Si notre dossier ne reçoit pas de réponse positive, nous n’avons la possibilité d’un recours auprès de cette Commission que si on peut y introduire des « éléments nouveaux » ou une « clarification ». C’est-à-dire qu’à partir du moment où nous avons été jugé.es « coupables » de ne pas être artiste, nous n’avons pas la possibilité de faire simplement examiner notre dossier en deuxième lecture – et on se doute que vu le rythme de travail imposé aux membres de la commission les premières lectures pourraient s’avérer expéditives par manque de temps ! Je présume que la plupart de mes confrères et consœurs préféreront rendre des dossiers « incomplets » afin de se garantir la possibilité par un « joker » supplémentaire, de pouvoir poser un recours qui soit recevable ! Le recours « sera traité par une autre chambre restreinte que celle qui aura traité le dossier une première fois. » (AR Commission, art. 23 et Exposé des motifs – commentaire de l’Art.4)
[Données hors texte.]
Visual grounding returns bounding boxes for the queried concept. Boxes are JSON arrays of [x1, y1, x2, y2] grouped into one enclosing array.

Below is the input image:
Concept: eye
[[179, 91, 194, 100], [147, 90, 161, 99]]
f) Problèmes posés par l’impossibilité d’effectuer des recours sur le fond devant le Tribunal du travail

L’article 13 du Projet de loi précise que le Tribunal du Travail sera compétent pour « des recours contre la légalité des décisions prises par la Commission du travail des arts ». Cependant, le Tribunal du travail n’est pas compétent sur le fond – or c’est précisément ce point-là qui fera le plus débat ! Si le Tribunal ne peut plus se prononcer sur le caractère artistique ou non d’une prestation, cela offre un pouvoir discrétionnaire à la Commission.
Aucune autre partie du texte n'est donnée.